Two nights ago, I had my moment of clarity. Alex and I were on our way to the movies. I stopped and got three bags of candy. He, of course, wanted nothing. We then went and ate dinner at Applebees. (Cheapest meal with had in a long time, by the way, and they have weight watchers meals on their menu). Afterwards I asked if he was going to get popcorn at the movie, to which he replied, “No, I’ll probably just get a large bottle of water.” Hmmm…”Well, I’m getting popcorn.” I said, “Because tomorrow…”And he cut me off…

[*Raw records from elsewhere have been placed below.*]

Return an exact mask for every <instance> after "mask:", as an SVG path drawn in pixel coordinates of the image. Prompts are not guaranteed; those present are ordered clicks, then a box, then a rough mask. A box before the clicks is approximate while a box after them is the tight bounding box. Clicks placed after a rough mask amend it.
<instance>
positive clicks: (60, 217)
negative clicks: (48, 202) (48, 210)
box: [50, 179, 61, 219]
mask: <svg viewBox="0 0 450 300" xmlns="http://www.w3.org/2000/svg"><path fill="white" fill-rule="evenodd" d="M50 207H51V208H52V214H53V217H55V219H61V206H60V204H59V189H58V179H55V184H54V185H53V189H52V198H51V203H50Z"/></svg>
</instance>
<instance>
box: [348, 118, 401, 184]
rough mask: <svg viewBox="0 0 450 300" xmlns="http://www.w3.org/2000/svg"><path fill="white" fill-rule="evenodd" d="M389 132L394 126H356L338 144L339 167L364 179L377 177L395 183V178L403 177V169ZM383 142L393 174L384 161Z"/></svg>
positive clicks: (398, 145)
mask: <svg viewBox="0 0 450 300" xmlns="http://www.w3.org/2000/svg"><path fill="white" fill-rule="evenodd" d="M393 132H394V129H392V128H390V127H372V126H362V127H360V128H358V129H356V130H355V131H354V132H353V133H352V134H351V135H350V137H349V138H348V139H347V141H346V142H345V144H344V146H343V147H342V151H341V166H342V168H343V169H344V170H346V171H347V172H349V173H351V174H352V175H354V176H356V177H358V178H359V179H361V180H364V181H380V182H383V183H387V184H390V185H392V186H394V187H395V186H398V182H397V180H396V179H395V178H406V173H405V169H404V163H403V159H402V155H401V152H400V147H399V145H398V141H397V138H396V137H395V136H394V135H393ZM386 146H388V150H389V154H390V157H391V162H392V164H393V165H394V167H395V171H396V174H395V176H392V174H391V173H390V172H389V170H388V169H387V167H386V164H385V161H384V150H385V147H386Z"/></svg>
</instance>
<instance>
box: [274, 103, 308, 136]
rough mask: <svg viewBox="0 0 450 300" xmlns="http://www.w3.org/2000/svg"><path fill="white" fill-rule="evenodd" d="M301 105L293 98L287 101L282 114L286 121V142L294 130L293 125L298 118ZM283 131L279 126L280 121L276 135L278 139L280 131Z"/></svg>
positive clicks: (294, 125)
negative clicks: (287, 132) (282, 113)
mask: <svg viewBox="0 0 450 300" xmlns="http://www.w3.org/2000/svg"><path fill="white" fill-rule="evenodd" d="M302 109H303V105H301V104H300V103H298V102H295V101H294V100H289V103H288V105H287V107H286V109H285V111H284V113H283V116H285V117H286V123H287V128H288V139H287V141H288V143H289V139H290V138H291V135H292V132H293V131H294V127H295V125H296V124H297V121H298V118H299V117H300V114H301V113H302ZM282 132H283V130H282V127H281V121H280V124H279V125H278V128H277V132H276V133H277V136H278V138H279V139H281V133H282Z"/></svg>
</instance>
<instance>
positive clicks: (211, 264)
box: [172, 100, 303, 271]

“The real diet begins?” And I walked in silence behind him into the movie theater. In that second, I realized how many times I had said those same words. To Alex. To all of my past boyfriends. To my mom, my dad, my cousin, to friends, to everyone I knew. “Tomorrow, the real diet begins!” What crap! And then tonight, two days after the real diet didn’t begin, I was standing in line at the grocery store, two combination Totino’s pizza’s, a bag of ruffled potato chips and sour cream and onion dip in my cart, when I saw this amazing couple in front of me. As my hand dropped to conceal my belly, I watched as they joked and laughed, unloading their cart of juices, raw vegetables, protein bars and chicken. They looked tan and fit. They looked healthy. They looked happy. And I realized. I want that!

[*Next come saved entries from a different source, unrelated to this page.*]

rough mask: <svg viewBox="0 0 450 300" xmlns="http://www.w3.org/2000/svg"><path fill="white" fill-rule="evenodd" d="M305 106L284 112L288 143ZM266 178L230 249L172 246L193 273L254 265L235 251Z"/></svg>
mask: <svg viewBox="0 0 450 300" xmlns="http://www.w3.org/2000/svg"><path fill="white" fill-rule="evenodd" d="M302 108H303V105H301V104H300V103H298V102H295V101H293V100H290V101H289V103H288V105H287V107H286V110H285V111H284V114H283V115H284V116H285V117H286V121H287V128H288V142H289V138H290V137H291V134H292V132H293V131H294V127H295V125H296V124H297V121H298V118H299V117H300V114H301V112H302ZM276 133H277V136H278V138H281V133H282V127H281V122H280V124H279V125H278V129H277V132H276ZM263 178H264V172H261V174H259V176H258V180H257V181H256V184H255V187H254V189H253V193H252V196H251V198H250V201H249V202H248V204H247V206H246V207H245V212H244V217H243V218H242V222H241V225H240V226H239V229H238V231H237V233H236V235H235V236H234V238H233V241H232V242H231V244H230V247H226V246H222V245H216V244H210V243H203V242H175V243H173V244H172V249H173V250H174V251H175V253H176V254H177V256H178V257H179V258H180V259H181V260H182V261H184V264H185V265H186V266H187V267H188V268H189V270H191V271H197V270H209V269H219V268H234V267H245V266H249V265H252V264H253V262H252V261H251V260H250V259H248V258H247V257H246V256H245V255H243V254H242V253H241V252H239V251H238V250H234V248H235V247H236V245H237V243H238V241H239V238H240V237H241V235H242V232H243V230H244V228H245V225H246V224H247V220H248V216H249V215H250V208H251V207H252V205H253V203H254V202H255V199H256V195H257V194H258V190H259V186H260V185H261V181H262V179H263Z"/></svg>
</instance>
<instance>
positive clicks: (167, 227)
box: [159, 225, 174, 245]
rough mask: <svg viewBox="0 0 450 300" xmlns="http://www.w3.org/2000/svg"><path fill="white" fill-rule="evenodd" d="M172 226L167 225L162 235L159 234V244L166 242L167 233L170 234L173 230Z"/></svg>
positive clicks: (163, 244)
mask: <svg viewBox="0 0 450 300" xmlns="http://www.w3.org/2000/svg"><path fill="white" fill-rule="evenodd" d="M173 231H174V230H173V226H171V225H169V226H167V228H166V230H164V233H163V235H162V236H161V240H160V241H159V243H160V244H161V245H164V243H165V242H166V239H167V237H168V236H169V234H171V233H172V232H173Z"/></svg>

So…My destination is to be those fools in the grocery store, only better. And I realized how right Alex was and that sometimes you just need to hear the right thing at the right time. I want Alex to find me sexy, hot, youthful and happy. I want him to be that way too! I want to be that! Don’t we all? It’s not only about appearance, trust me. It’s about standing in the closet with nothing comfortable to wear and almost wanting to skip a night out, or a business meeting, because nothing feels comfortable or looks right. It’s about feeling like a failure because you can’t lose those last five pounds, or those first 60. It’s about, as Oprah said, having accomplished everything you wanted in your life and being successful, and not being able to enjoy it in the body you have. I don’t want to look like the woman in the picture. But that’s how I feel. Full! Still stuffing crap in my mouth.

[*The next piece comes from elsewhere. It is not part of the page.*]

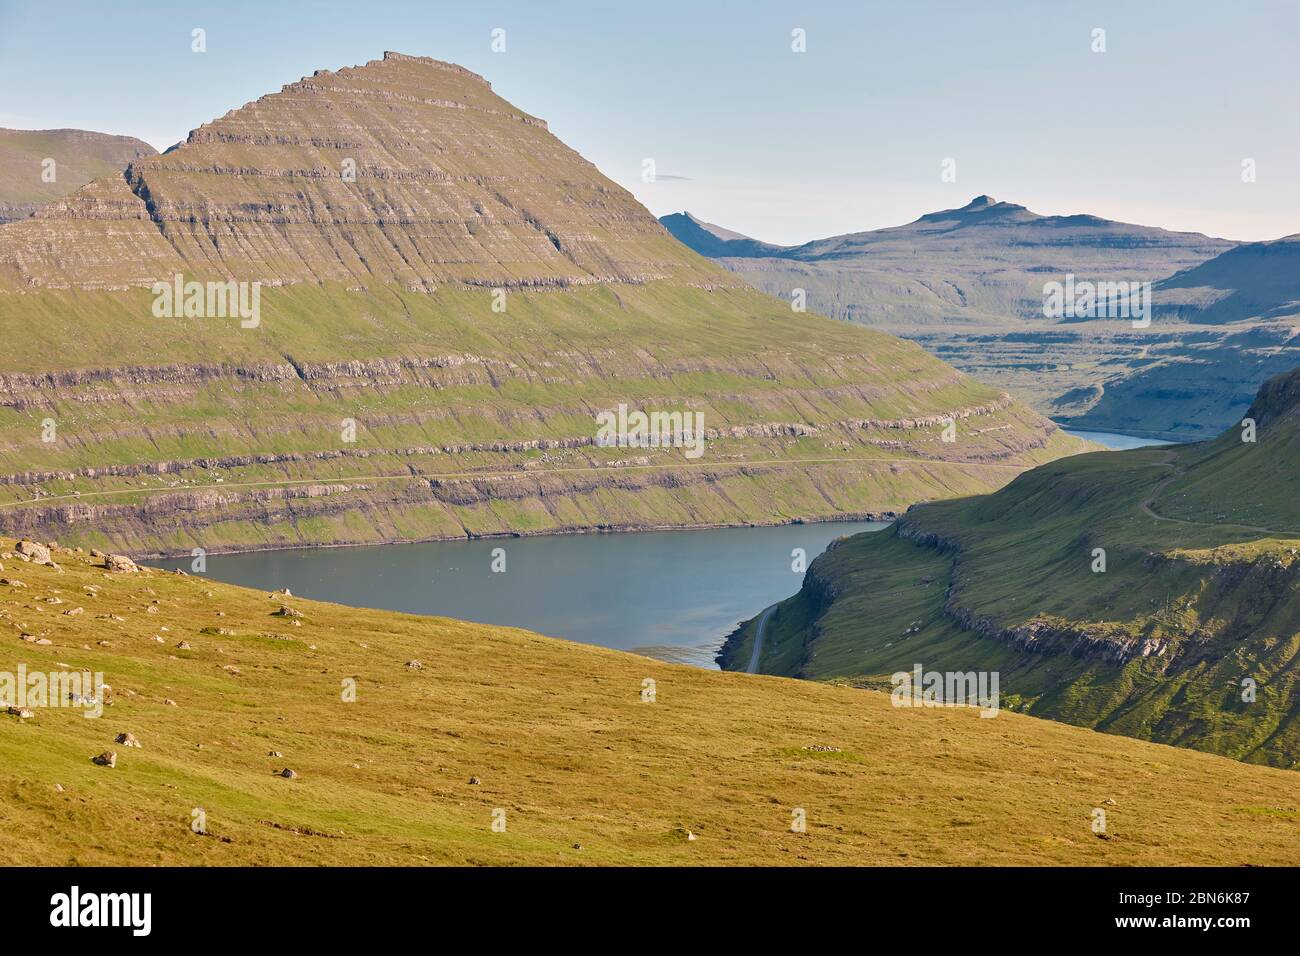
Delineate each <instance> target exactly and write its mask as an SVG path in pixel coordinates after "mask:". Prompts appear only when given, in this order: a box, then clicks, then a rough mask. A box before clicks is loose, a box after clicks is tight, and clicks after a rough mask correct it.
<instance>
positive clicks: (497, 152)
mask: <svg viewBox="0 0 1300 956" xmlns="http://www.w3.org/2000/svg"><path fill="white" fill-rule="evenodd" d="M17 225H18V226H19V228H17V229H9V230H6V232H5V234H4V237H0V286H4V285H9V284H12V285H18V286H23V287H26V286H32V285H45V286H62V287H68V286H78V287H100V289H113V287H127V286H149V285H151V284H152V282H155V281H156V280H157V277H159V276H172V274H175V273H179V272H196V271H213V272H217V273H220V274H224V276H240V277H243V276H247V277H256V278H257V280H260V281H263V282H276V284H286V282H320V281H328V280H329V281H339V282H346V284H348V285H365V284H369V282H374V281H377V282H396V284H399V285H402V286H408V287H415V289H429V287H433V286H437V285H441V284H447V282H450V284H456V285H480V286H481V285H486V286H503V287H504V286H511V287H523V286H551V285H558V286H567V285H577V284H581V285H586V284H591V282H597V284H607V282H645V281H650V280H658V278H664V277H668V276H677V277H681V276H684V274H686V273H690V274H693V276H695V278H697V280H698V281H701V282H710V284H719V285H728V284H729V280H728V277H727V276H725V273H723V272H720V271H715V269H707V271H706V272H707V277H706V276H701V274H699V273H701V271H702V269H703V268H705V267H702V265H701V264H699V263H698V261H695V260H693V259H692V258H689V256H688V255H686V254H685V251H684V250H681V247H680V246H679V245H677V243H675V242H672V241H669V238H668V237H666V235H664V234H663V232H662V230H660V229H659V226H658V224H656V222H655V220H654V217H653V216H650V213H649V212H647V211H646V209H645V208H643V207H641V206H640V204H638V203H637V202H636V199H634V198H633V196H632V195H630V194H629V193H628V191H627V190H623V189H620V187H619V186H617V185H615V183H614V182H611V181H610V179H607V178H606V177H603V176H602V174H601V173H599V170H598V169H597V168H595V166H594V165H593V164H590V163H588V161H586V160H585V159H582V157H581V156H580V155H577V153H576V152H575V151H573V150H571V148H568V147H567V146H565V144H564V143H562V142H560V140H559V139H556V138H555V137H554V135H552V134H551V133H550V131H549V130H547V127H546V124H545V121H542V120H539V118H537V117H534V116H529V114H528V113H525V112H524V111H521V109H519V108H516V107H513V105H512V104H511V103H508V101H506V100H504V99H502V98H500V96H498V95H495V94H494V92H493V91H491V88H490V86H489V85H487V82H486V81H485V79H484V78H482V77H480V75H478V74H477V73H473V72H471V70H467V69H464V68H463V66H458V65H455V64H450V62H443V61H439V60H433V59H430V57H422V56H409V55H406V53H395V52H393V51H389V52H387V53H385V55H383V59H382V60H370V61H369V62H367V64H364V65H361V66H343V68H341V69H337V70H320V72H317V73H316V74H313V75H308V77H303V78H302V79H299V81H296V82H292V83H289V85H286V86H285V87H282V90H281V91H279V92H273V94H266V95H264V96H260V98H259V99H256V100H252V101H251V103H247V104H244V105H243V107H239V108H238V109H233V111H230V112H227V113H226V114H225V116H221V117H218V118H216V120H212V121H211V122H207V124H204V125H201V126H199V127H198V129H195V130H194V131H192V133H190V135H188V138H187V139H186V142H185V143H183V144H182V146H179V147H178V148H175V150H169V151H168V152H166V153H165V155H161V156H148V157H147V159H140V160H138V161H133V163H131V165H130V168H129V169H127V172H126V176H125V177H122V176H117V177H104V178H99V179H95V181H94V182H91V183H90V185H87V186H85V187H83V189H82V190H79V191H78V193H74V194H72V195H69V196H66V198H64V199H61V200H60V202H57V203H52V204H51V206H48V207H45V208H44V209H42V212H40V216H39V217H36V219H32V220H31V221H25V222H21V224H17ZM91 246H94V248H95V254H94V256H92V259H91V260H88V261H87V260H85V259H83V258H82V256H79V255H77V252H73V251H70V250H87V251H88V250H90V248H91Z"/></svg>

As a therapist it would be easy to diagnose, rip apart and analyze my deep rooted issues which push me to eat or feel insecure with my body image, and trust me, I will be doing that as well, because that is a vital part of the two-stemmed problem. If I don’t stop what has helped continue this growing urge, it will happen again and again as it has before. And healing is part of me feeling better as well. And I know, for me, food is comfort eating!

So, there is no time like the present. In all honesty, now that this post is completed, I wrote this because I wanted some accountability and I knew writing it on here would bring me some attention, wanted or otherwise, it is needed. I will be back to where I want to be, only better, after my voyage…what will your voyage be? Start desiring and living the best life you possibly can because, as you know…we’re on borrowed time as it is!